Over the years many have wondered “who makes the bots?” and “how do they make money?” There’s a small handful of expert bot makers that maintain vast botnets. These botnets can be used for various purposes — for example, DDoS (distributed denial of service) attacks which overwhelm websites or infrastructure with so much traffic that they fail. But DDoS attacks are usually associated with extortion attempts — i.e. “if you don’t pay up, we will take down your site.” These may be lucrative, but only if the victims pay up. And further, there are better DDoS prevention tools now that detect and stop such attacks.
In this slide of famous botnets, note the color coding. As you read further to the right, more and more of the botnets are colored green — the color of money — because they are used for ad fraud, the highest margin, most profitable use of botnets [1]. Pointing the firehose of bot traffic at websites that use programmatic ad tech to carry digital ads means these bots could tap the nearly $400 billion in global digital budgets, every year. It’s a veritable oil well that is gushing green gold, instead of “black gold” that you still have to transport, store, and then sell. Digital ad fraud pays out directly in green money.
Bots go where the green money is
According to the IAB, there are four main buckets of digital ad spend: 1) CPM – cost per thousand impressions (like banner ads), 2) CPC – cost per click (like paid search ads), 3) CPL – cost per lead, and 4) CPA – cost per acquisition (like affiliate marketing). The first two buckets CPM and CPC account for 92% of digital ad spend. So the vast majority of bot activity is focused on stealing money from these two buckets. And these happen to be the easiest too — in CPM fraud, all the bots have to do is generate the ad impressions, by the trillions, to get paid. In CPC fraud, the bots generate the ads and they click on them, because they have to click, in order to get paid. The bots will do exactly the thing they need to get paid, nothing more.

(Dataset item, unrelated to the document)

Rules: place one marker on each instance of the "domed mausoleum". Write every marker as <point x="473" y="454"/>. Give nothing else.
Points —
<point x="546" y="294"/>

Also, why do big mainstream publishers’ sites have far less bot activity? Right, bots can’t make money by causing ads to load on good publishers’ sites, that don’t pay for traffic. Bots go to sites that pay them for the traffic. Otherwise, it’s a waste of the bots’ time. Small sites in programmatic exchanges, which have low to no human visitors, buy traffic so they can make more ad revenue. When they “buy traffic” that traffic is not from a bunch of humans who have nothing to do. Besides, how would you get a bunch of humans to come to a specific set of sites in large quantities when you need them to? You can’t. But it’s trivial for bots. You just send one command to the botnet to visit a list of sites, a specific number of times. Bots are reliable this way too. Waiting on humans to visit your site is not a reliable way to make money.